Tahun 1955 kontestasi pemilu untuk pertama kalinya dilaksanakan, saat bangsa Indonesia baru 10 tahun merdeka dengan segala dinamika tantangan politik yang dihadapinya terkait eksistensi negara, mulai dari agresi militer belanda, perundingan-perundingan politik dengan belanda dan sekutunya serta pemberontakan pemberontakan sparatis dalam negeri.
Sebuah kondisi yang sangat tidak ideal bagi pesta demokrasi di suatu negara yang belum stabil secara politik, belum aman dari sisi pertahanan negara, penduduknya lebih 60% buta huruf dan miskin, tidak didukung pranata sosial yang memadai, jauh dibawah standar indeks prasyarat sistem demokrasi.

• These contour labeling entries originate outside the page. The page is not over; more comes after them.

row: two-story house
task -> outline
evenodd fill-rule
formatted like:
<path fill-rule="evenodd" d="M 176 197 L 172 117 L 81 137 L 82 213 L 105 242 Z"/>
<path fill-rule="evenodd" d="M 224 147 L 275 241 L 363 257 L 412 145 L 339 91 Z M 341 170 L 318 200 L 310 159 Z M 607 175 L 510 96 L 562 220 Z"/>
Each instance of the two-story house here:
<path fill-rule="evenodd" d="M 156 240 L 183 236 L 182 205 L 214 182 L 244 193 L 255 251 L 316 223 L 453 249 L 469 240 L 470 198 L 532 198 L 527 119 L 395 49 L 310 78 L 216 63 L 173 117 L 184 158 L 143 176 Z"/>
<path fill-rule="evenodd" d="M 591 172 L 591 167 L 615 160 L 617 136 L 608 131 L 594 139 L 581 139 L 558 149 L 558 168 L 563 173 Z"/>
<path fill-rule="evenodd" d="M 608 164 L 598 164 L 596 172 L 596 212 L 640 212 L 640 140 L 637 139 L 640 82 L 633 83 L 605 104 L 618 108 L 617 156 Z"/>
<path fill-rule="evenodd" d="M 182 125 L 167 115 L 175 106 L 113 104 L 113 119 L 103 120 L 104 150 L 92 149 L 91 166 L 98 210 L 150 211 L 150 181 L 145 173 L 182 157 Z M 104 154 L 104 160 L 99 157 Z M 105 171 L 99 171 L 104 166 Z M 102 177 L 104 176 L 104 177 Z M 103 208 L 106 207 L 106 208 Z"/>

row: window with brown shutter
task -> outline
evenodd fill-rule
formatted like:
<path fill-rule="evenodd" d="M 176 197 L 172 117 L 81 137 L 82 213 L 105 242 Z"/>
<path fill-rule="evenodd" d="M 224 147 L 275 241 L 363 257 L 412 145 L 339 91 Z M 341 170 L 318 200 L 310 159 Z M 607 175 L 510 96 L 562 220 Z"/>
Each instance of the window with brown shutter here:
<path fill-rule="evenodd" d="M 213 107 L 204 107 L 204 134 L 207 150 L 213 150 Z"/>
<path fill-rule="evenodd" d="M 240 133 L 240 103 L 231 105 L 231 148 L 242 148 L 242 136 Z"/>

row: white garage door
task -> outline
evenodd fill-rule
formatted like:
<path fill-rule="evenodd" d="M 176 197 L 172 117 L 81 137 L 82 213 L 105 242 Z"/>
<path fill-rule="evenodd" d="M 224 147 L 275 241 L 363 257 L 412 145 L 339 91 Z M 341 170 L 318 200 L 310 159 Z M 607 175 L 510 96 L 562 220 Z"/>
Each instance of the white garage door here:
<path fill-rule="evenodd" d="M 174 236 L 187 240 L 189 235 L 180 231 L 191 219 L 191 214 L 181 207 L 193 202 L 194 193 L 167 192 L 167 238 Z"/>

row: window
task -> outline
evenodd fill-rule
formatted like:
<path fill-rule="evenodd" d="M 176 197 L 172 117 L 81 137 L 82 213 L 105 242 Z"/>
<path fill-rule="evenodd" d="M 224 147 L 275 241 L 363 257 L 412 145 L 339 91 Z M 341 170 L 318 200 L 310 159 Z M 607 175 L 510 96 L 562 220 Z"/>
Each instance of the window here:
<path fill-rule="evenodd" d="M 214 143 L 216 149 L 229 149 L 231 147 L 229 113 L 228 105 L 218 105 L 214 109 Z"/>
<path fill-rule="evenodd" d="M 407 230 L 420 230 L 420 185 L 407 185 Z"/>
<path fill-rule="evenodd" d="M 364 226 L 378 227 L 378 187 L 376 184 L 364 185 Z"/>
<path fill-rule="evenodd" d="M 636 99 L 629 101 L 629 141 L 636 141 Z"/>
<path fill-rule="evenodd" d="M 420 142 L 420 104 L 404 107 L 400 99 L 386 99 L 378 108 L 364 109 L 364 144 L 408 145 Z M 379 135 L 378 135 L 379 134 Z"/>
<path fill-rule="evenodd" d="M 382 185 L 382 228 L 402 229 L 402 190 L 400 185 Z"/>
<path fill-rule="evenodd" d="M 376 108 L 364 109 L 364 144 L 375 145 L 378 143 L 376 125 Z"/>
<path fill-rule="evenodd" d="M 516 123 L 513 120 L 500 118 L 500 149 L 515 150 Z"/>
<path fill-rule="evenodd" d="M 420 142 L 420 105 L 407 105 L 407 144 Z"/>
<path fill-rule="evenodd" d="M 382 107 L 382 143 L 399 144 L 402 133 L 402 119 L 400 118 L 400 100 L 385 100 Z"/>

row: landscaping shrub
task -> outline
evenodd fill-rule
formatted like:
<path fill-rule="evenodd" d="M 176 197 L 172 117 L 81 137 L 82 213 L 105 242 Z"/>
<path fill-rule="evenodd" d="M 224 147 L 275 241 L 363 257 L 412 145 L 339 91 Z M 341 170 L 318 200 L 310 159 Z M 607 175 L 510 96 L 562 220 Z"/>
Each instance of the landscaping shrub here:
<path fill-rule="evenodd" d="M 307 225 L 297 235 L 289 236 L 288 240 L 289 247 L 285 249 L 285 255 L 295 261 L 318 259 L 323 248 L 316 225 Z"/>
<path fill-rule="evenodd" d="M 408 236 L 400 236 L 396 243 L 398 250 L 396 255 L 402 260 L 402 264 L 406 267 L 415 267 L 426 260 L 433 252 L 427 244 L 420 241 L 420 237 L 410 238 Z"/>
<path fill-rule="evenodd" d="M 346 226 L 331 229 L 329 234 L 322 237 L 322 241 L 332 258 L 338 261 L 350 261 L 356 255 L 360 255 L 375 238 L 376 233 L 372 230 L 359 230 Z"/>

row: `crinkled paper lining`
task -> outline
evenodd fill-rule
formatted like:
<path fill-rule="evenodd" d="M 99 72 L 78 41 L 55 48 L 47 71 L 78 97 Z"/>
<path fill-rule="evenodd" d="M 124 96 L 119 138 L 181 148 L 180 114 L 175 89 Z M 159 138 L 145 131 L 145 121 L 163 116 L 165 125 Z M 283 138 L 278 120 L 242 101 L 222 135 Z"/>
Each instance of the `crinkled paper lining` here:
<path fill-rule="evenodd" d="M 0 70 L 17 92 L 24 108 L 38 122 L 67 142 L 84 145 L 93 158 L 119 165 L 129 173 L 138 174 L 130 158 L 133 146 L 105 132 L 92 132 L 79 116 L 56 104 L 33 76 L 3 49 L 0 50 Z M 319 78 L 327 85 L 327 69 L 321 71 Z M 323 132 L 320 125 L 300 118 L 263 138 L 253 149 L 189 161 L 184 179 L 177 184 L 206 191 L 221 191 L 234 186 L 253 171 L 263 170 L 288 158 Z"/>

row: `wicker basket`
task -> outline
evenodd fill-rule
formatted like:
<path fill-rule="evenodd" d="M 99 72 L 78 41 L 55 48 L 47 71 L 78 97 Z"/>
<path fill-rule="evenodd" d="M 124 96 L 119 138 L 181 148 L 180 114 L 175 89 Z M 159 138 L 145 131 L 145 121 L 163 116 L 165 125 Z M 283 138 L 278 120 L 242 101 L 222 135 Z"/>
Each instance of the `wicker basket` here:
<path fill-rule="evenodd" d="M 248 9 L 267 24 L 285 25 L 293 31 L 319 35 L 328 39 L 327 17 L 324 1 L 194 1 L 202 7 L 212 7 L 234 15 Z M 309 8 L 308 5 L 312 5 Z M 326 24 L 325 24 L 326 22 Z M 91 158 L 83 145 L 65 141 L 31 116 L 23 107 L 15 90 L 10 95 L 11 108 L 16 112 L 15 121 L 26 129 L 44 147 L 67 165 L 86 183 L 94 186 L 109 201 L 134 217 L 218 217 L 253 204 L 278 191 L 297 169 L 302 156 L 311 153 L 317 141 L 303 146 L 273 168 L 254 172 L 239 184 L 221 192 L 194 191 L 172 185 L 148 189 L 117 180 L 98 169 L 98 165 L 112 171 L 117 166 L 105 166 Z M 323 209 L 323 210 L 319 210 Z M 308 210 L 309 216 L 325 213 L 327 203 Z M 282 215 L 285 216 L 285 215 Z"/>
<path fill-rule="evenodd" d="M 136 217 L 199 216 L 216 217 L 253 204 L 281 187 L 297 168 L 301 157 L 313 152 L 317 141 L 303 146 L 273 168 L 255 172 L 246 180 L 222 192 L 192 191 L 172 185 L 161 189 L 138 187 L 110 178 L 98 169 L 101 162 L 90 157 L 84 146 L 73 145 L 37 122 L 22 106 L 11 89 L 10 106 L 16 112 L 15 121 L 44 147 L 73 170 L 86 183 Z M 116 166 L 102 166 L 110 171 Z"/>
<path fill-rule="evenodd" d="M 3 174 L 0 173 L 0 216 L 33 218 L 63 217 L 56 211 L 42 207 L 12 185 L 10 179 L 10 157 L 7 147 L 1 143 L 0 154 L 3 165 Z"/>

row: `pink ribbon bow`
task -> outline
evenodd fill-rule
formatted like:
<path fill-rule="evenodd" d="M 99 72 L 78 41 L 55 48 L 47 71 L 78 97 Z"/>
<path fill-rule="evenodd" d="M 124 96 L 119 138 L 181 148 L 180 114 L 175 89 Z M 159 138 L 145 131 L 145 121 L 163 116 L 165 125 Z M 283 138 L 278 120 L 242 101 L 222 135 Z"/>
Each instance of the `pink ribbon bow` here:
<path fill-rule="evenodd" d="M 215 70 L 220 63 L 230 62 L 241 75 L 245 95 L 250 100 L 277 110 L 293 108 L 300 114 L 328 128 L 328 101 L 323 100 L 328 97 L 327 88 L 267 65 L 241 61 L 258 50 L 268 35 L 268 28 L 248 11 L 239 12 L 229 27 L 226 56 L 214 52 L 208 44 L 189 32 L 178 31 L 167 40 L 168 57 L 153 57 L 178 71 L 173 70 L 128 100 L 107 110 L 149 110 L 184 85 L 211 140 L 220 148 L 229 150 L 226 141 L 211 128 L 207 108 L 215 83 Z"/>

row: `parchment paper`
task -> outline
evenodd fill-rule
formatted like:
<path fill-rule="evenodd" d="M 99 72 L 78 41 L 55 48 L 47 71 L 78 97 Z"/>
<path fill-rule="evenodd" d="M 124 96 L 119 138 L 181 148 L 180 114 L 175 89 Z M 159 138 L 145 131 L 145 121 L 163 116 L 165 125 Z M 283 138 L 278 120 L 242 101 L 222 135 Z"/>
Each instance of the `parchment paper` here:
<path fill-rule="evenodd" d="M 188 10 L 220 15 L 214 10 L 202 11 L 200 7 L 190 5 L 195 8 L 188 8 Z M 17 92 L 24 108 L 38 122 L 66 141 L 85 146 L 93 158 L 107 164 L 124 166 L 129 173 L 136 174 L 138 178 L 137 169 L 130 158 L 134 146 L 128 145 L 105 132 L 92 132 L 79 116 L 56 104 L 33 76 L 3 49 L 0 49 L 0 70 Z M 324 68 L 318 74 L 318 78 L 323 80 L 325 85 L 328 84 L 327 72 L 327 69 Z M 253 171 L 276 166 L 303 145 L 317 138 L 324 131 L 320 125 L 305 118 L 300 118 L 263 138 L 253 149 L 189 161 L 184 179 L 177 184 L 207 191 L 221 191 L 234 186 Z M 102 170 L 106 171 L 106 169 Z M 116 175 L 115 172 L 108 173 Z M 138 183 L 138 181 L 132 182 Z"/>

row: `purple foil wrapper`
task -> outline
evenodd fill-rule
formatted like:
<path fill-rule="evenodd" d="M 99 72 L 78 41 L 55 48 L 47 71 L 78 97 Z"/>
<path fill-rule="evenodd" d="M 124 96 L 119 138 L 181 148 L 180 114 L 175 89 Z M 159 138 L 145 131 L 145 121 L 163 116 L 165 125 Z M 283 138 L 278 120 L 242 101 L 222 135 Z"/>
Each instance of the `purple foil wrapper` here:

Bagi Herbet Feith, seorang profesor ilmu politik asal Australia yang diperbantukan sebagai advisor untuk pelaksanaan pemilu 1955, sebagaimana digambarkan dalam bukunya " The Indonesian Election Of 1955", dia berdecak kagum karena dalam kondisi sosial mayoritas penduduknya buta huruf dan miskin justru Pemilu 1955 bukan saja aman dan lancar akan tetapi juga berlangsung jujur, adil dan demokratis dengan tingkat partisipasi pemilih yang tinggi dan mencerminkan "kecerdasan batin"pemilihnya.
Dalam konteks inilah, Irene Tinker dan Mill Walker, dua peneliti pemilu Indonesia dan India yang dikutip oleh Herbet Feith dalam bukunya di atas menulis dalam kesaksiannya, "Indonesia berani mempertaruhkan proses pemilu pada tingkat kecerdasan para penduduk desa yang buta huruf, dan pertaruhan itu dibayar tunai".
Pelajaran yang dapat kita petik dari "kemuliaan" pemilu 1955 dalam konteks menghadapi proses pemilu 2019 bagi kita semua baik pemerintah, penyelenggara pemilu, para kontestan, pendukung dan rakyat secara umum yang dalam segala hal lebih "modern" dibanding pemilu 1955, setidaknya:
Pertama, pemilu 1955 dilaksanakan dengan persiapan kurang dari dua tahun.Bung karno (PNI) sebagai Presiden/kepala negara, Burhanudin Harahap (Masyumi) sebagai Perdana Menteri dan Panitia Pemilu dari unsur partai politik peserta Pemilu dengan kewenangan yang melekat dalam jabatannya tidak bekerja untuk "memenangkan" partainya kecuali berkomitmen demi mensukseskan pemilu berlangsung jujur, adill dan demokratis.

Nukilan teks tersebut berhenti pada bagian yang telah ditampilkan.